It’s been twenty years since Western State Hospital was closed down and the last of its inmates reintegrated into society. Francis Petrel was barely out of his teens when his family committed him to the asylum, after his erratic behavior culminated in a terrifying outburst. Now middle-aged, he leads an aimless, solitary life housed in a cheap apartment, periodically tended to by his sisters, and perpetually medicated to quiet the chorus of voices in his head. But a reunion on the grounds of the shuttered institution stirs something deep in Francis’s troubled mind: dark memories he thought he had laid to rest, about the grisly events that led to Western State Hospital’s demise.

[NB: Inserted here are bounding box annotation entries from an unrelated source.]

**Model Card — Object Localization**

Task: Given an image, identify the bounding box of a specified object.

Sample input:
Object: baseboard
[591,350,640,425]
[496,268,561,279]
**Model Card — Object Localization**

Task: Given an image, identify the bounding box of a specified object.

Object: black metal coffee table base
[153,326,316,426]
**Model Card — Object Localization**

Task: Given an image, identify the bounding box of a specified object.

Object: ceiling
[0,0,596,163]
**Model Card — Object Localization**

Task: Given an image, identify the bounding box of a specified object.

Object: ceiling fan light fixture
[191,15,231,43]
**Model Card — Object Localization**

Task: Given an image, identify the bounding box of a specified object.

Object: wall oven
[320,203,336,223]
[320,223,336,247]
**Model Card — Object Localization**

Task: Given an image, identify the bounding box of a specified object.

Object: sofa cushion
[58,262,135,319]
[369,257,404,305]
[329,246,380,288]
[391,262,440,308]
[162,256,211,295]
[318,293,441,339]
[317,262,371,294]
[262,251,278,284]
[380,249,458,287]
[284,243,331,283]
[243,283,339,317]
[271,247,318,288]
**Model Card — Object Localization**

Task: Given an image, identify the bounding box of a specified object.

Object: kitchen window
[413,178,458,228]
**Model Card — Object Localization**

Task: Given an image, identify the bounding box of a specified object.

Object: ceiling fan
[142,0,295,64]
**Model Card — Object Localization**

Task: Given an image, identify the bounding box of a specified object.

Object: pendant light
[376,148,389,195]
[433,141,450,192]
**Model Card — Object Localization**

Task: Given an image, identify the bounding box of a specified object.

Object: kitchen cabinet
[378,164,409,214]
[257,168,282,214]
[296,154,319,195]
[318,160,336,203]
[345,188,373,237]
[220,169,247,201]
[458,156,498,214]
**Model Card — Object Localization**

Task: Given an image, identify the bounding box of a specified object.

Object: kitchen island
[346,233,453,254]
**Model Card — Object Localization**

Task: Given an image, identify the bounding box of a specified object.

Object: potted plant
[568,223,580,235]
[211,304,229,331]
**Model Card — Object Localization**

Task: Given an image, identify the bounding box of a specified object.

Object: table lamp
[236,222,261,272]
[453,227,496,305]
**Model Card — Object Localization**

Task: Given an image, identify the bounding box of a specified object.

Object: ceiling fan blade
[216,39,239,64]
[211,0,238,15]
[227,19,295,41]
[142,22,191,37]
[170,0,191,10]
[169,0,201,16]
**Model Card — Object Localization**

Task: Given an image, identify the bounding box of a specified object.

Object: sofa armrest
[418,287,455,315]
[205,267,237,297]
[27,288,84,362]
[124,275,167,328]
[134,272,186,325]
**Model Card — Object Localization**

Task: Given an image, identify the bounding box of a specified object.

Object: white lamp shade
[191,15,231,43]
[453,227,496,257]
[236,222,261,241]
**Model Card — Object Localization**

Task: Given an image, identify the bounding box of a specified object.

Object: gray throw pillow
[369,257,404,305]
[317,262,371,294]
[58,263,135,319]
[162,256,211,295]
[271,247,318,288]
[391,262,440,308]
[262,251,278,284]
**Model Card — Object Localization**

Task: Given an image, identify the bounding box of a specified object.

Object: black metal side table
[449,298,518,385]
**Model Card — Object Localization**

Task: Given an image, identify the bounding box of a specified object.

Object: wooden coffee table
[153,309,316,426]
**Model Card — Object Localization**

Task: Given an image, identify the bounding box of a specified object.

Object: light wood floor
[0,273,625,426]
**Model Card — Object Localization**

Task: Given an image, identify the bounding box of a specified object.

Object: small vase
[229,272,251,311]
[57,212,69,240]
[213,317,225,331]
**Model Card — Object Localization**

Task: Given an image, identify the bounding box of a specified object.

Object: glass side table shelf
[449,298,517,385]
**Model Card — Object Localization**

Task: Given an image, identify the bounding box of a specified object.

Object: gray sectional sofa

It begins in 1979, when twenty-one-year-old Petrel descends into the state-run purgatory of an overcrowded, understaffed Massachusetts mental hospital. Surrounded by inmates roaming the halls like drugged zombies and raving behind locked doors, well-meaning orderlies, jaded nurses, and patronizing doctors, Francis finds friendship with a motley assortment of fellow patients: a would-be Napoleon, a wise ex-firefighter, and a man obsessed with battling imagined devils. But there’s nothing imaginary about the young nurse found sexually assaulted and brutally murdered late one night after lights-out.
The police suspect an inmate, while patients whisper about visions of a white-shrouded “angel.” But the striking and mysterious prosecuting attorney who arrives to investigate has her own chilling theory—about the grim, telltale “signature” left on the victim’s body, a string of unsolved sex killings, and a very real devil who, by chance or design, has come to turn a madhouse into a slaughterhouse.
Now, with the past creeping back to haunt his thoughts, and nothing but a pencil and the bare walls of his bleak apartment, Francis surrenders to the overwhelming need to tell the story of those nightmarish days. But because the crime was never solved, it’s a story doomed to remain unfinished. Until, like Francis’s long-buried recollections, the killer resurfaces . . . with a vengeance.
A tour de force narrative journey through the eerily unpredictable mind of an utterly unusual hero, The Madman’s Tale will keep even the most astute thriller reader uncertain, unnerved, and unable to resist the tantalizing twists and turns of this fiendishly suspenseful shadow show.
The conceit of this impossible-to-put-down thriller the story of the hunt for a serial killer-rapist who has concealed himself among a psychiatric asylum's insane is that it was written in pencil by a madman on the walls of his apartment. More than 20 years ago, Francis Xavier Petrel, nicknamed C-Bird for the seabird his name evokes, was confined against his will in the Western State Hospital, a run-down residential mental health facility that rivals Kesey's Cuckoo's Nest for evil administrators and whacked-out inmates. A shy, frightened 21-year-old who endures a cacophony of disembodied voices, C-Bird is befriended by Peter the Fireman, nicknamed for the church he burned down with a pedophile priest still inside. (C-Bird and Peter appear almost normal amid the hospital's other catatonics, manic-depressives, psychopaths and psychotics.) Then they discover the raped and mutilated body of nurse Short Blond (nicknamed for her hair) stuffed into a storage closet. All evidence points to paranoid-schizophrenic inmate Lanky, who earlier in the day had identified Short Blond as an agent of evil, but Lanky claims the killing was the work of an invisible Angel of Death who committed the crime to save them from some unspecified devilish fate. C-Bird and Peter, knowing that Lanky has been unjustly accused, set out to find the real killer. They are joined by state prosecutor Lucy Kyoto Jones, who believes the killer is the same man who has committed other savage crimes beyond the walls of the hospital. Katzenbach (author of the bestsellers Just Cause and The Analyst) delivers an uplifting story of justice, friendship, mystery and, above all, the courage of certain men and women who rise up, no matter the circumstances, to defeat evil, no matter the consequences.